It doesn’t get much worse than a world of ”always winter, never Christmas.”
On the other hand, it doesn’t get much better than a world of all Winter, all the time.
Suite C has become the 24-7 Winter Show, and no one’s complaining about the cold. This big, quirky snowflake is one of the warmest dudes in town, frosty name to the contrary.
Is he part Persian? Is he part Abominable Snowman? Why does he always look so angry, yet act so sweet? Shouldn’t the Village People have won some sort of award for using “macho” as a noun and “boss” as an adjective within a single song?
But I digress. Some questions just don’t have answers.
Here’s another one: what is going on with Winter’s ears? Our white wonder has had ear issues since the beginning of his Tabby’s time. This has made for lots of ear-cleaning and poking and prodding, none of which feels quite like Christmas to Winter. But, in classic Winter style, he doesn’t let a little frost get him down: after one of our brave staff members cleans Winter’s ears, the big guy will skitter away…only to run back after 1.3 seconds, mugging for love again. Forgive the ear-cleaners and forget their indignities – this motto serves Big W well.
Winter’s done a fine job of fitting into his new world. He joins Suite C, which was already as wacky as Christmas in July. From Hootz (five pounds of incontinent dynamite) to Katrina (an attitude the size of Mongolia, wrapped in shimmery spots), this suite is host to ladies who rule. So, it’s a good thing that Winter is a forgiving sort, able to shrug off the occasional smack on the big fluffy head, or hiss in the face.
It’s also quite convenient that Winter happens to resemble a Swiffer. Our staff and volunteers work hard mightily like sweaty slaves to keep the suite clean, but with no fewer than three cats who think litter boxes are overrated, this is definitely our most barnyard-like zone (thank you Hootz, Mango and Precious). Winter does his part to keep things pristine sub-revolting just by sweeping the suite with his endless fluff.
And make no mistake: Winter’s floofitude is dang near endless. He is the feline equivalent of a clown car. Brush him until you have a heap of fluff the size of a Volkswagen, but don’t expect to de-fluff Winter by even an inch. Unlike the recently “made-over” Harley, I don’t even think Winter could get a shaved-down lion cut. If you attempted to shave him, you’d find fluff all the way down. Kind of like a Care Bear.

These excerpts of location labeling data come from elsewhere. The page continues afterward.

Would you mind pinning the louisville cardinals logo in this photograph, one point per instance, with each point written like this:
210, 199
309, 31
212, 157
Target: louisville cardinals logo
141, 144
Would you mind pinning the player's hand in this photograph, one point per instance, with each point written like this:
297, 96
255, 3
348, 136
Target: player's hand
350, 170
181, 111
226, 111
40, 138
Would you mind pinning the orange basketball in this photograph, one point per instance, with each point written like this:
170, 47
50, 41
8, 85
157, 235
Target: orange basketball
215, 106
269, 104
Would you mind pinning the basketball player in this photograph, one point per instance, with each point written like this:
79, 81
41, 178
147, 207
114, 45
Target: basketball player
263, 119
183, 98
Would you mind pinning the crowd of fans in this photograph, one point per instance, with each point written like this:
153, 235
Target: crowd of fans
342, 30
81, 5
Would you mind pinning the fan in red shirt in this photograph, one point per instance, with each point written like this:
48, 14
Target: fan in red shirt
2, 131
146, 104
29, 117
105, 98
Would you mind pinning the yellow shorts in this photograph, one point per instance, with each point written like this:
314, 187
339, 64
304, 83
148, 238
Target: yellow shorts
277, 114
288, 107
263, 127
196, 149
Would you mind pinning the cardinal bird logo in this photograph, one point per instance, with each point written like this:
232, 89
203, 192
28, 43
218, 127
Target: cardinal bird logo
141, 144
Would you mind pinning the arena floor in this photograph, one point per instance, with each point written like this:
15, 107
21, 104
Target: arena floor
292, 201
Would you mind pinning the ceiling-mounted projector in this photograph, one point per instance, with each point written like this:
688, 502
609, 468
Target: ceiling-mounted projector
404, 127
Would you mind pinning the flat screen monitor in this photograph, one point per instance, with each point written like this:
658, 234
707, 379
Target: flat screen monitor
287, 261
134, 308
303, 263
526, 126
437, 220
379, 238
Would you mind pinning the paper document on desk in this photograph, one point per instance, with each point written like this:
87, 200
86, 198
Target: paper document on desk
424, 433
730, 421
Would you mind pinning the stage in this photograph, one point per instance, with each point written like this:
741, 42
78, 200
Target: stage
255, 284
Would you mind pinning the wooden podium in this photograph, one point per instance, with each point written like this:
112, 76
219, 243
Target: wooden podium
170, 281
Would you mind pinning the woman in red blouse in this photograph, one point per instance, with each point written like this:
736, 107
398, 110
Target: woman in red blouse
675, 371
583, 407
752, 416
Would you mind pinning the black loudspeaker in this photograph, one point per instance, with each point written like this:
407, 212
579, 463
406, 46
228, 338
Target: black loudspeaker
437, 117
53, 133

Speaking of which, our fluffy guy definitely does a fine imitation of the Care Bear stare. Winter’s frigid gaze might give a casual observer the wrong impression. Is he angry? Is his mind full of dark thoughts? Is he plotting to overthrow Tabby’s Place in a Twitter-driven revolution?
Nah. He’s just got a serious case of Serious Face.
We’ve seen this before. Exhibit A: Mozart.
Mozart looked a whole lotta angry all the time. But to meet Mozart was to learn that he wasn’t angry. Actually, there wasn’t really enough going on between his ears to even generate anger. (Mozart’s heart: the size of Jupiter. Mozart’s brain: the size of a kumquat.) That’s the kind of confusion Serious Face can produce.
Until they come up with some pharmaceutical to treat it (“If you or a loved one suffers from Serious Face, there is hope…”), we’ll just remember that Winter’s grimace hides a heart of gold.